Qui a dit que les obligations gouvernementales étaient ennuyeuses depuis que les banques centrales règnent en maître(sses) en gobant une grosse partie des encours et émissions de ces marchés?

L’inquiétude revient, comme l’illustre le coût de la garantie/ protection des portefeuilles d’obligations, c’est-à-dire l’indice Move. Il s’était effondré à la suite de la pandémie l’année dernière. Mais la résurgence de la fébrilité des marchés obligataires américains, et pas seulement à l’extrémité très longue de la courbe, change la donne. C’est clairement visible avec la forte hausse de l’indice en quelques jours seulement.

 

Sources: Bloomberg, ICE BofA

Bien qu’ils ne l’admettent pas officiellement, c’est un signal d’alarme pour les banquiers centraux. Leur répit, après la panique du T1 2020, aura été de courte durée. Ils ne peuvent désormais plus tergiverser et gagner du temps, lorsqu’ils s’adressent aux marchés. En fait, il ne s’agit pas seulement d’un problème américain. Les taux européens, japonais, voire australiens connaissent des velléités de rebond. Malgré son processus de contrôle formel de la courbe des taux, la banque centrale australienne a dû s’employer ferme pour défendre la stabilité des taux de la maturité de 3 ans…

Les raisons abondent pour expliquer ce début de normalisation des taux

Avons-nous dépassé le pic de liquidité ?
Source : Crossborder Capital

La vaccination s’accélère, ouvrant la voie à une réouverture progressive de l’économie à partir du deuxième trimestre et à une immunité collective d’ici la fin de l’année dans de nombreux pays. La reprise économique va clairement s’accélérer. La nouvelle administration américaine rétablit de nombreux liens internationaux et restaure sa crédibilité. L’Italie a évité une crise politique en nommant un maestro technocrate. Dans le contexte de la pandémie, l’hyper-activité des banques centrales avait poussé l’indice GLI de Crossborder d’un creux de 20 au niveau d’environ 90 en 12 mois.

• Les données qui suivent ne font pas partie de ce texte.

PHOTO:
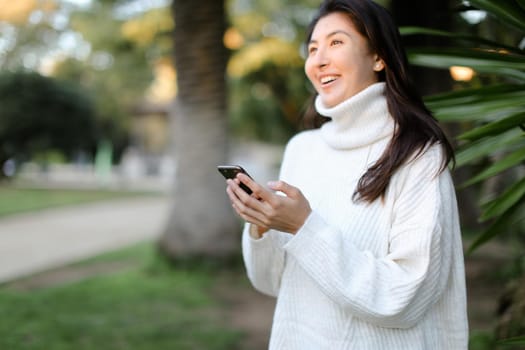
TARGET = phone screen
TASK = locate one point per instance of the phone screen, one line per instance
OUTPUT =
(230, 171)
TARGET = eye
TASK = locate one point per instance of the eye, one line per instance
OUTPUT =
(312, 49)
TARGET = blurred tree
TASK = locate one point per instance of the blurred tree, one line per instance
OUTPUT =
(27, 29)
(201, 222)
(116, 70)
(39, 114)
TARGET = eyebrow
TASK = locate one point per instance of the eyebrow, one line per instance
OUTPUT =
(339, 31)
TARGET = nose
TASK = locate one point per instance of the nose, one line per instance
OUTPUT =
(321, 58)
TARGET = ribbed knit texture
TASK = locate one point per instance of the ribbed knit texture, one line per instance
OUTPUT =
(385, 275)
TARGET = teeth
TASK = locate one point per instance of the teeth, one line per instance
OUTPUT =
(328, 79)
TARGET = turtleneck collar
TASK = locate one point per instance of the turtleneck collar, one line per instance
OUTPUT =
(359, 121)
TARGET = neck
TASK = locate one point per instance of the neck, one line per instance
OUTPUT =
(359, 121)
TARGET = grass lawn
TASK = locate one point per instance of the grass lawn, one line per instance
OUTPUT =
(16, 200)
(146, 305)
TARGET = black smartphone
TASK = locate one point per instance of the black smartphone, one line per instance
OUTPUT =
(230, 171)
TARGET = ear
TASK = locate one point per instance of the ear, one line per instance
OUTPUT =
(379, 64)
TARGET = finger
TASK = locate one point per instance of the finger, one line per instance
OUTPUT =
(258, 191)
(287, 189)
(245, 211)
(244, 198)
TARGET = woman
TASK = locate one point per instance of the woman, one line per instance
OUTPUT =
(359, 240)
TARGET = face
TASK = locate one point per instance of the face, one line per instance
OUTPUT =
(339, 62)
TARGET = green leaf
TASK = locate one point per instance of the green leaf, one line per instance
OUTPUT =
(483, 61)
(478, 104)
(477, 93)
(481, 148)
(520, 340)
(499, 226)
(506, 11)
(405, 31)
(504, 202)
(495, 128)
(509, 161)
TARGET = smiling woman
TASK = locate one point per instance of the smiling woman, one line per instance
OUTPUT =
(359, 239)
(339, 62)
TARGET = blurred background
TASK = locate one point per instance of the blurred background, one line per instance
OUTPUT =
(114, 224)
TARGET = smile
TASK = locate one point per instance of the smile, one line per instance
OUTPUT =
(328, 79)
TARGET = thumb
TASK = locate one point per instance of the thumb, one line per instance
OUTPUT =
(283, 187)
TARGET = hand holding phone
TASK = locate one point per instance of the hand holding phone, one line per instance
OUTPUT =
(231, 171)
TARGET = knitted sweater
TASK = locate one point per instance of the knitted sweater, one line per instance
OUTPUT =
(382, 275)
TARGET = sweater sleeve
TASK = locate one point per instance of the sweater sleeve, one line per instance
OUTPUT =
(397, 289)
(264, 259)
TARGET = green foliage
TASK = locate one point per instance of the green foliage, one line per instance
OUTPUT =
(268, 88)
(143, 306)
(272, 98)
(492, 113)
(40, 113)
(116, 72)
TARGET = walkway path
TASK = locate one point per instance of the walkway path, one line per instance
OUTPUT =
(35, 242)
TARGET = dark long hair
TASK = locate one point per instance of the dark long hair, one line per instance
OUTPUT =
(415, 126)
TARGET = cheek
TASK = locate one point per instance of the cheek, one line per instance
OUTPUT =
(308, 71)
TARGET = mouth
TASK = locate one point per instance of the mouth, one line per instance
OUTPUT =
(328, 79)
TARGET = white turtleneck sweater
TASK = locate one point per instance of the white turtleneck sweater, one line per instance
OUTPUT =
(386, 275)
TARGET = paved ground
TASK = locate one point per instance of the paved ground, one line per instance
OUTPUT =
(35, 242)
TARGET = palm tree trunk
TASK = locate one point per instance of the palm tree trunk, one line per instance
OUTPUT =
(201, 222)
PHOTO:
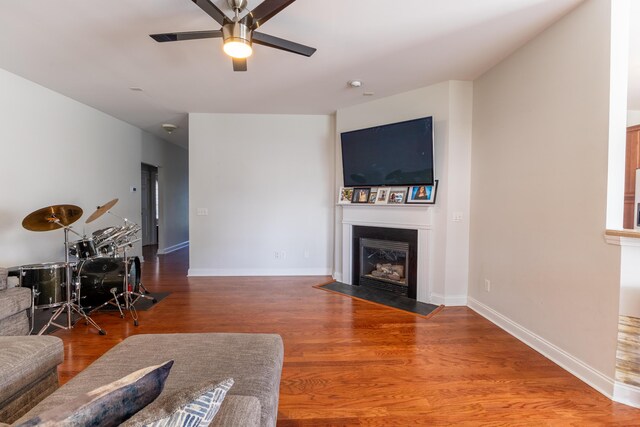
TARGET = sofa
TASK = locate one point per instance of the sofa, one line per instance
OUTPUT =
(254, 361)
(29, 380)
(28, 364)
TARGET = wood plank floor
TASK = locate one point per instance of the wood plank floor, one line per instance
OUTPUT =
(352, 363)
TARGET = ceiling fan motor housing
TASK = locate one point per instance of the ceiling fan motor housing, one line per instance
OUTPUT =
(238, 5)
(237, 32)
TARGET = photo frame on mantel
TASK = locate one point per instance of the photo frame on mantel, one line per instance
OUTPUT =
(361, 195)
(397, 196)
(383, 196)
(346, 193)
(423, 194)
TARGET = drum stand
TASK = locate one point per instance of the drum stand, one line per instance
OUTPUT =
(127, 292)
(69, 306)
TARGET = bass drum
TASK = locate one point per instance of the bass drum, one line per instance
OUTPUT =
(48, 280)
(99, 275)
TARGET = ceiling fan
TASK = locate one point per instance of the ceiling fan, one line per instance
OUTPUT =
(239, 33)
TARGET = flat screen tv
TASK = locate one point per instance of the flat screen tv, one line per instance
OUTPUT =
(389, 155)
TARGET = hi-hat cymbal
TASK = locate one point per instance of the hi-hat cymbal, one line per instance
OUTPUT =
(101, 211)
(52, 217)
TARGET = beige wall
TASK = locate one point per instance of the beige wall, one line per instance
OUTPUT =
(539, 191)
(266, 181)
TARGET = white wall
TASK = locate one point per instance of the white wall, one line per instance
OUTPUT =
(450, 105)
(633, 117)
(267, 182)
(58, 151)
(539, 195)
(172, 162)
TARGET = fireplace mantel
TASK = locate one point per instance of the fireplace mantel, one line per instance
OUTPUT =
(390, 216)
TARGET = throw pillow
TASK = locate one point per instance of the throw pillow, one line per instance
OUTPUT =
(200, 411)
(109, 405)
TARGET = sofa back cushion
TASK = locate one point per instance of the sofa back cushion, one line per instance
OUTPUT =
(3, 278)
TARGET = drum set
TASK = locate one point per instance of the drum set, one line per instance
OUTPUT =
(100, 273)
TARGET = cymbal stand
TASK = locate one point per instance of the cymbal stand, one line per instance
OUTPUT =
(128, 292)
(140, 285)
(68, 305)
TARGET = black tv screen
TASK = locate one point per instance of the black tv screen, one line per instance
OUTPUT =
(388, 155)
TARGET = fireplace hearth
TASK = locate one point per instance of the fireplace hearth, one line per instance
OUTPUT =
(385, 259)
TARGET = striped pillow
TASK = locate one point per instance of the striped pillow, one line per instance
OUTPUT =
(199, 412)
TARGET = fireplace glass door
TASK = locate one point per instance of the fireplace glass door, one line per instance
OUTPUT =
(384, 264)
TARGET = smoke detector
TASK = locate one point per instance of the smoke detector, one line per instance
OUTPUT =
(169, 127)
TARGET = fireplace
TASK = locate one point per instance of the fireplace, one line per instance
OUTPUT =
(385, 259)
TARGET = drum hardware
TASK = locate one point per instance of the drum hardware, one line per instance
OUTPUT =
(119, 238)
(53, 218)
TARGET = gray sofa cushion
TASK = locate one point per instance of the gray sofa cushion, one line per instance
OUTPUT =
(14, 300)
(108, 405)
(3, 278)
(24, 360)
(254, 361)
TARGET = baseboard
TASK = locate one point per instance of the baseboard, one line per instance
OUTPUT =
(450, 301)
(575, 366)
(212, 272)
(173, 248)
(627, 394)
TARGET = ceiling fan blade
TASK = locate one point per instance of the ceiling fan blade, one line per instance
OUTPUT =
(265, 11)
(282, 44)
(239, 64)
(189, 35)
(212, 10)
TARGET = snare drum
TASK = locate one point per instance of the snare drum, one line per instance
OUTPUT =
(83, 249)
(99, 275)
(48, 280)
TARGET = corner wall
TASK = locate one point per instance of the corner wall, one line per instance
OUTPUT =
(266, 183)
(58, 151)
(172, 162)
(539, 196)
(450, 105)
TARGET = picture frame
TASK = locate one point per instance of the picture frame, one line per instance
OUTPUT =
(397, 196)
(423, 194)
(345, 196)
(361, 195)
(383, 196)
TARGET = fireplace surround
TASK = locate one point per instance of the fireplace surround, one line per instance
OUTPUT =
(385, 259)
(406, 217)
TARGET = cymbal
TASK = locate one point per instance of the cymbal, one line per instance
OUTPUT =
(52, 217)
(101, 211)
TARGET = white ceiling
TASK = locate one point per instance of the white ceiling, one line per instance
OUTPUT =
(94, 51)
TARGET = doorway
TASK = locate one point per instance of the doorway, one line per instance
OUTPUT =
(149, 204)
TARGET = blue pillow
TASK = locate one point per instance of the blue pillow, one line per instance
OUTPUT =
(109, 405)
(200, 411)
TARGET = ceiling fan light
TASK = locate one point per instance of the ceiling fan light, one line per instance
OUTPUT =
(237, 48)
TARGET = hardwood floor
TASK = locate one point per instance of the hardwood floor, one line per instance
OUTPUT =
(352, 363)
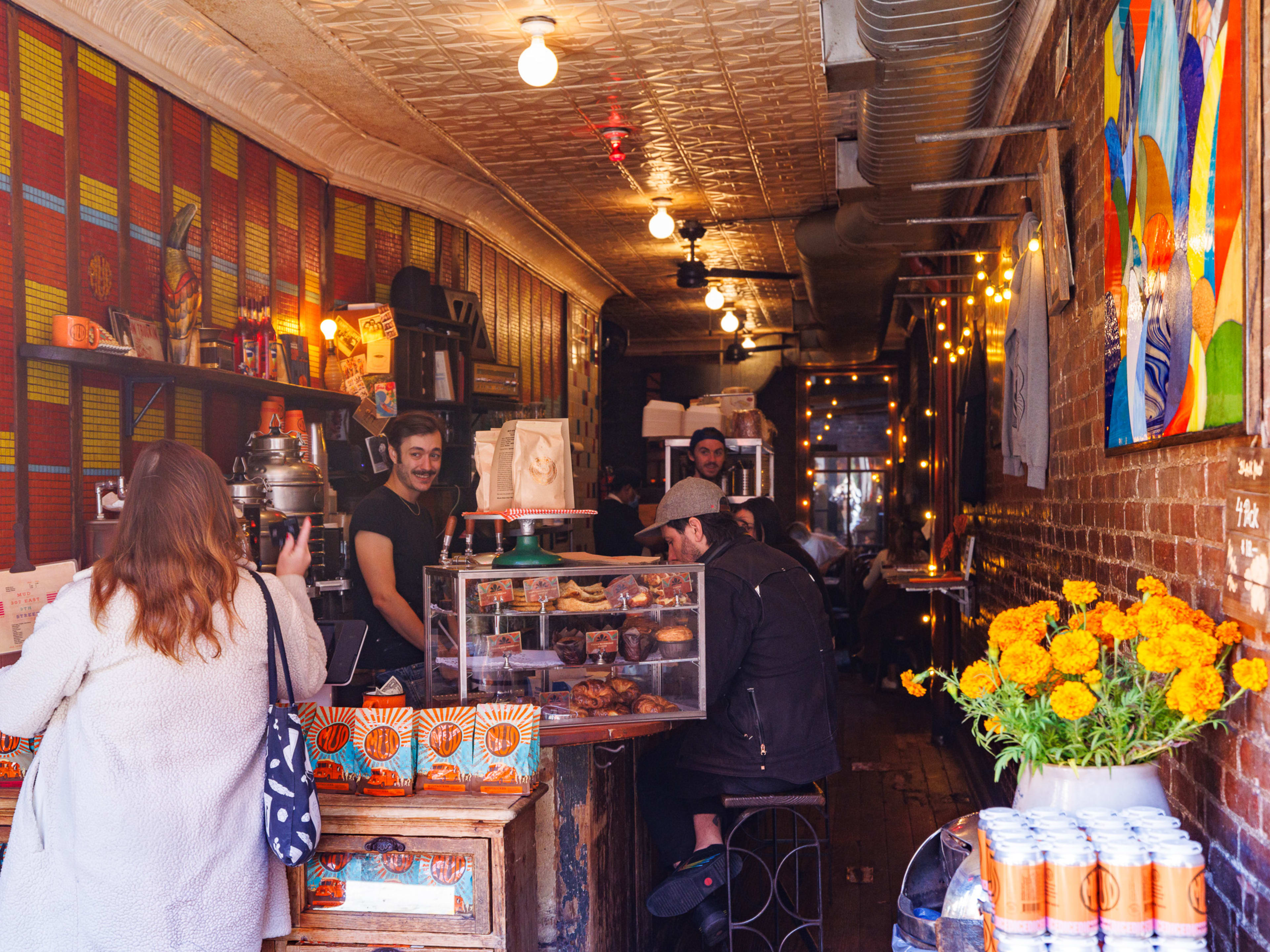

Il est intéressant de noter qu’au cours des deux derniers mois, l’indice plus étroit du G4 a nettement décéléré. L’indicateur global donne aussi des signes de lente décélération, dans le sillage d’une Chine moins accommodante. Jusqu’à présent, cet excès de liquidités avait essentiellement inondé les marchés financiers, d’autant plus dans le contexte de la récession de 2020. Mais un nouveau régime est peut-être en train de se mettre en place. En effet, le rebond économique absorbera les liquidités qui inondaient les marchés financiers.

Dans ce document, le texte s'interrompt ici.